Wiz: Born to poor Irish immigrants in Manhattan on July 4th, 1920, Steve Rogers grew up with little money, few friends...

Boomstick: And even fewer Muscles, Good God is that Steve Rogers or Jack Skellington?! Somebody get that kid a sandwich!

“Sweet Celestia he's skinny,” Rarity said in shock. While she's all for being thin and in shape, there's a point where the fashionista won’t deny herself food.

“He needs a sandwich, salad and anything else he can eat,” Fluttershy said, horrified at such a person looking like that.

Background
Before transformation
Height: 5'4" / 1.6 m
Weight: 95 lbs / 43.1 kg
After transformation
Height: 6'2" / 1.9 m
Weight: 220 lbs / 99.8 kg
Both parents died early in his life
Won the gold medal in an art contest as a teenager
Was once mutated into "Spider-King"
Secretly a habitual car thief

Wiz: But his sheer willpower, selflessness and desire for justice stood out, As those around him left to serve in the Second World War, Rogers was desperate to fight for his country, but due to his lacking physique and health problems, he was turned away from every single Military Organization multiple times.

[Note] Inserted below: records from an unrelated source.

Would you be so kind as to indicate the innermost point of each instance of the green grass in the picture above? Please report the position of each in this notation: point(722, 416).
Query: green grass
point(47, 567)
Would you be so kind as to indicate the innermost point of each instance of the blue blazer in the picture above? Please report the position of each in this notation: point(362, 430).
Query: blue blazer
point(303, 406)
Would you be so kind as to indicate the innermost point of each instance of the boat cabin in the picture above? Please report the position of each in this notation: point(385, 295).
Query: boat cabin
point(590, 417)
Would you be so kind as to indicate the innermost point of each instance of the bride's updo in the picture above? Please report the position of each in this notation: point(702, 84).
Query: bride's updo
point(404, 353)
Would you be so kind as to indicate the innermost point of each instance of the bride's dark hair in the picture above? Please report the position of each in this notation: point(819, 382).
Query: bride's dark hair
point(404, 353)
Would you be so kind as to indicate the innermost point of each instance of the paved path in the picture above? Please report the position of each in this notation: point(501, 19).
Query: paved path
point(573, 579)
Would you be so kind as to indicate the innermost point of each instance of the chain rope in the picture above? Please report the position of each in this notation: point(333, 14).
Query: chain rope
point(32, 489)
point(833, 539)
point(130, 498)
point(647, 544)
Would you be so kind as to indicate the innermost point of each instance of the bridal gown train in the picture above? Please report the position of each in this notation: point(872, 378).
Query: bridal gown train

The group gave the young Rogers a sad look while Twilight said. “It’s sad to see someone with such devotion to protect his country get turned away like that.”

Shining gave a sad nod in agreement. “It kills me to turn away young recruits who want to protect equestria because of the reasons Steve’s military did.”

Boomstick: Meanwhile Hitler was creating a new group of Super Nazis with Lasers, called HYDRA.

(*Cues: Captain America: The First Avenger - Training the Supersoldier*)

The screen changed to show the symbol of Hydra: A skull with octopus tentacles.

“Wow, subtle.” Shining remarked sarcastically. “I’m not sure, but I think they might be evil, I’m like… 65% sure they’re evil...”

Wiz: Desperate to combat this new threat, Uncle Sam began the top secret "Project Rebirth", it looked like Rogers would finally get his chance to be the hero after all, provided he survived an untested, unstable, unprecedented experience.

“That’s… REALLY shady,” muttered Rainbow Dash.

Boomstick: After an injection of some mystery juice and tanning in Vita-Rays, Rogers lived! And as a plus became a Nazi Annihilating, Terrorist Thrashing symbol of freedom.... Captain America! '

(Gunfire sounds as a Bald Eagle flies by while Confetti and Fireworks go off)

Boomstick:MERICA!

This shocked the group but ponies like Rainbow Dash and Pinkie Pie started to cheer at the spectacle.

“Wow… that was random,” said Luna in surprise.

(*Cues: Captain America's Theme - Marvel vs. Capcom 3*)

Wiz: The Super Soldier Serum pushed Steve's body to the absolute limit of human physical and mental potential.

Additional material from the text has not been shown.